The Government knew that the pain felt by the public would be upfront and the rewards would come later.
Flaws with GST
The GST architecture itself suffers from many flaws, but they are being gradually corrected.
High GST rates are a big hassle – It was to happen because GST Council worked on the principal of Revenue Neutrality i.e The initial Tax slabs should be such that from Day 1, Central & State Governments don’t lose out on any revenue. But this was a faulty way to think, because low Tax rates means faster Tax compliance and formalizing of the economy. With increasing formalization, Government revenues would only have risen hugely with time. But the GST Council, instead kept high rates of 18% and 28% for a large number of middle class items, thereby slowing compliance. Now, it is being corrected.
With steps being taken to correct the situation, like increased limit of composition scheme, exemption from monthly filing returns for MSME’s with less than Rs. 1.5 cr turnover etc, some sense has come in the system.
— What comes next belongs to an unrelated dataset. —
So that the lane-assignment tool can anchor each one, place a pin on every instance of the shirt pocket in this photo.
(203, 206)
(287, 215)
One important pending point is that companies in the middle of the chain, bear Tax because of differential GST rates. So if your product retails on 28% tax item but your raw material is on 18%, the company would need to bear the differential of 10%
GST has meant that lending capacity of Banks increased and the Logistics sector got an uplift post abolition of inter-state Tax Plazas. Now, Real Estate and Petroleum is proposed to be brought under GST, thereby most of the Indian economy will be under the levy of GST.
The main problem – Working Capital – is also being corrected by infusion of money in PSU Banks.